Iterative Estimation of Pronunciation Lexicons and Acoustic Models for Automatic Non-native Speech Recognition

辻岡 聡 (1451075)


Non-native speech differs significantly from native speech because non-native speech are affected by their mother tongue pronunciation or specific accent (e.g. dialect). The problems include (1) phone-level pronunciation mismatch, (2) word-level pronunciation mismatch, and (3) sentence grammatical error. Due to these factors, the performance of automatic speech recognition (ASR) on non-native speech often degrades significantly. In this thesis, we focus on a pronunciation problem in both phone-level and word-level.

There were many methods of pronunciation learning including knowledge-based or data-driven approach. However, knowledge-based approach usually require hand-crafted transformation rule, which is very expensive and time consuming. On the other hand, data-driven approach can find pronunciation variants from speech data, but over-fitting often occurs.

In this work, we proposed acoustic data-driven of iterative pronunciation learning for non-native speech recognition, in which it automatically learn a non-native pronunciation directly from speech in a iterative fashion.
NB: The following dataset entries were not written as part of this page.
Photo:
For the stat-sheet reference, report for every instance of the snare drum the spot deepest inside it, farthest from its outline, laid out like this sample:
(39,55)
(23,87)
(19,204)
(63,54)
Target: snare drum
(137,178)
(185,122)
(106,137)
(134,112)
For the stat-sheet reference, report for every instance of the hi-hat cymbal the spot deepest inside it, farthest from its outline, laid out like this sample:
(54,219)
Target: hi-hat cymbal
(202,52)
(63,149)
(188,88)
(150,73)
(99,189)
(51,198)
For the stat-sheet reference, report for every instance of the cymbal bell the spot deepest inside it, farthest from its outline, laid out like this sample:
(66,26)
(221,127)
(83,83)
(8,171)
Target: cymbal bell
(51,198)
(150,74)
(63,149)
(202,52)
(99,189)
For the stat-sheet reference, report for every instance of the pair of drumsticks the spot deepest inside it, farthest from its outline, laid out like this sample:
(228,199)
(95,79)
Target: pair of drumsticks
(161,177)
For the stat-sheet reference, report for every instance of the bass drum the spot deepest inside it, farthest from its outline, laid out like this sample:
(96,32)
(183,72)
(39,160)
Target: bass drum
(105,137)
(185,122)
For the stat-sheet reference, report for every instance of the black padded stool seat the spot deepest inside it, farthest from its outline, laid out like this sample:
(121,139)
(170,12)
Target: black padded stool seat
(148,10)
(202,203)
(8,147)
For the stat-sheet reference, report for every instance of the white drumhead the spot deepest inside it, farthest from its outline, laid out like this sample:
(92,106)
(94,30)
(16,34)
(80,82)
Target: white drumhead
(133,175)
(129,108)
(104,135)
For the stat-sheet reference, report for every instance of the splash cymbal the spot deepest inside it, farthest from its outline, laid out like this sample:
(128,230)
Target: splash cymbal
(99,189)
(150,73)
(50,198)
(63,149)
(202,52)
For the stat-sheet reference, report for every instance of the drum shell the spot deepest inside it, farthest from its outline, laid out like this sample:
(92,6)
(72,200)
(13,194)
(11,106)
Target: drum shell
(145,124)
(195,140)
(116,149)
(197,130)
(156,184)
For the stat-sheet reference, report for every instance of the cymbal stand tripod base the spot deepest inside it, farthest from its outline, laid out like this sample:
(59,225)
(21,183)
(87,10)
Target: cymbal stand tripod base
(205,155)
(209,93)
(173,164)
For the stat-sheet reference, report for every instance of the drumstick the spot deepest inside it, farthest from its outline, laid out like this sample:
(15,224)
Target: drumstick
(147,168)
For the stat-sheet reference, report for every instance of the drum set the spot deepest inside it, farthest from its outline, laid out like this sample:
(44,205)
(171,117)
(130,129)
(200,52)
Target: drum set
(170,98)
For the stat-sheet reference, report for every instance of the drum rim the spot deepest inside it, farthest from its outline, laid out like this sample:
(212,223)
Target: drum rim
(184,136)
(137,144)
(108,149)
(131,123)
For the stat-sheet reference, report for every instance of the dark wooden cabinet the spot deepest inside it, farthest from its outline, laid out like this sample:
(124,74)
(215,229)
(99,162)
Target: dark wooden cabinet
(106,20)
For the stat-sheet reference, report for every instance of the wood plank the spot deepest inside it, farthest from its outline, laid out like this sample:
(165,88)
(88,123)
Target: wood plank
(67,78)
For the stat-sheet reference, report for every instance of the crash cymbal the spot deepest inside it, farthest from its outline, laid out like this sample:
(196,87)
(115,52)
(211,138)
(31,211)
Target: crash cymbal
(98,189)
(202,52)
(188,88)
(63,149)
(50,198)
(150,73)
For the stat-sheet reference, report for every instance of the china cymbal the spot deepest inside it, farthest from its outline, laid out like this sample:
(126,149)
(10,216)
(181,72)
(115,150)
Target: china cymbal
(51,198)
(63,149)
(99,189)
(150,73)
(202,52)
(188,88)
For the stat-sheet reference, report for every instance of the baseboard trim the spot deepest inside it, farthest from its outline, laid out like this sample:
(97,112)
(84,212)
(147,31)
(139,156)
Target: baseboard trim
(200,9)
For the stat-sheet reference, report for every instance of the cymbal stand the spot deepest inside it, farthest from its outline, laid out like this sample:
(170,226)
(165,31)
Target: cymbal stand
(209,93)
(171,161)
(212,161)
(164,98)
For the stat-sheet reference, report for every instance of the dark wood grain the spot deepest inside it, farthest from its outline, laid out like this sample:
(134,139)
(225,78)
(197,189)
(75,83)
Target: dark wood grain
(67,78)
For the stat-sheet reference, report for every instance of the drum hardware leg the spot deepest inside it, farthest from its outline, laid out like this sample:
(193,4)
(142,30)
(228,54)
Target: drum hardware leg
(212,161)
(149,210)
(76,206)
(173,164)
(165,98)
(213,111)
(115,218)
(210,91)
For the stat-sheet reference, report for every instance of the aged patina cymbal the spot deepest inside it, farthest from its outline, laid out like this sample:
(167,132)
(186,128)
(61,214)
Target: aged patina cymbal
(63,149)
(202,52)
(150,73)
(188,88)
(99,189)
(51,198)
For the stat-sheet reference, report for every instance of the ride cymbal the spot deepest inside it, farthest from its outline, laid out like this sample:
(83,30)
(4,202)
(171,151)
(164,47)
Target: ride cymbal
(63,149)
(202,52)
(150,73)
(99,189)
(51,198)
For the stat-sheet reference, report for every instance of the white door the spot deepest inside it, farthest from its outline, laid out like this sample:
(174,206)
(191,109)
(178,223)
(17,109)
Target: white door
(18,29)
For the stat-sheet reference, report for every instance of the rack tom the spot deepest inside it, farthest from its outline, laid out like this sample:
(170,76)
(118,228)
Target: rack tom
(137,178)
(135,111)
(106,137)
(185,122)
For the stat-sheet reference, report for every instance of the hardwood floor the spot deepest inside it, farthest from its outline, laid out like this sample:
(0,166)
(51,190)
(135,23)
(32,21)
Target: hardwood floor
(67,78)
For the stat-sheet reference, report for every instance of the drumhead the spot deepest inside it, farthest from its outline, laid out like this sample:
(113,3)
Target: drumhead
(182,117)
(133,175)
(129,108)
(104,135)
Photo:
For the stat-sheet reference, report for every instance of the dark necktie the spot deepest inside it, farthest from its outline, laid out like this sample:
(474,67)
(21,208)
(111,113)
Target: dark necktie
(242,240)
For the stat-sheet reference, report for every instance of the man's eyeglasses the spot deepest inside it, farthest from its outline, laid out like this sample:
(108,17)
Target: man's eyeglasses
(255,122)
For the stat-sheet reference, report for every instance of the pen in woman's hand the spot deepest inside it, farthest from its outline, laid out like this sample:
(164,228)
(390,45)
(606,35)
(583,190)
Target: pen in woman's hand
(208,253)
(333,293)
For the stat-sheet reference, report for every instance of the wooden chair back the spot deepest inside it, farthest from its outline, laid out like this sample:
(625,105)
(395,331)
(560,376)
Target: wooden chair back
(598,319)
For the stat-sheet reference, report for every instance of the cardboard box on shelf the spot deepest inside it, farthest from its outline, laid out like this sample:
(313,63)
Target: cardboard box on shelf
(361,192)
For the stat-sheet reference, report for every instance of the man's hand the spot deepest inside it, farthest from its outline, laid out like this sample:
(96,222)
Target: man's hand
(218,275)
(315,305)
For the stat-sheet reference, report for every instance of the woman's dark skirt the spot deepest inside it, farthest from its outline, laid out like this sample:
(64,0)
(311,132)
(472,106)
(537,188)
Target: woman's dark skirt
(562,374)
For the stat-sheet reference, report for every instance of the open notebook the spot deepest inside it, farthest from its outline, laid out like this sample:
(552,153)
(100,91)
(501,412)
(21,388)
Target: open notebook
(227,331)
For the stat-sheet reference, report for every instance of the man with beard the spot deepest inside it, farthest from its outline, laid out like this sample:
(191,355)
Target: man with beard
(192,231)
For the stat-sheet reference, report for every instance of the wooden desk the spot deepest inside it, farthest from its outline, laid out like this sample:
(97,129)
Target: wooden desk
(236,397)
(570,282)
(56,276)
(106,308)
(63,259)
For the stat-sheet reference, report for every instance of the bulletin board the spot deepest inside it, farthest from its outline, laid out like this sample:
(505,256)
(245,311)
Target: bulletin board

First, a G2P (Grapheme-to-Phoneme) tool is used to predict multiple candidate pronunciations for each word then the occurrence frequency of pronunciation variations from the acoustic data of non-native speakers is estimated. Moreover, we investigate various cases such as (1) with knowledge of non-native pronunciation, (2) without knowledge of non-native pronunciation information, and (3) without knowledge of non-native pronunciation information in matched English proficiency level. The method without knowledge-based approach uses phoneme recognition result of non-native speech data. This proposed method is able to prevent over-fitting problem and obtain suitable non-native pronunciations through iterative estimation. In addition, this iterative estimation can combine acoustic model adaptation briefly.

We also investigate two types of combination methods: (1) combination of with and without knowledge of non-native pronunciation information, and (2) combination of lexical and acoustic modelling adaptation method. Last, we also perform on both mono-lingual and multi-lingual non-native speech recognition tasks.

We confirm that the proposed approach is able to improve recognition accuracies in comparison to conventional ASR using standard pronunciation learning. The best performance achieved by using phoneme recognition results of each English proficiency level as a training data for G2P converter with combination of acoustic model adaptation method.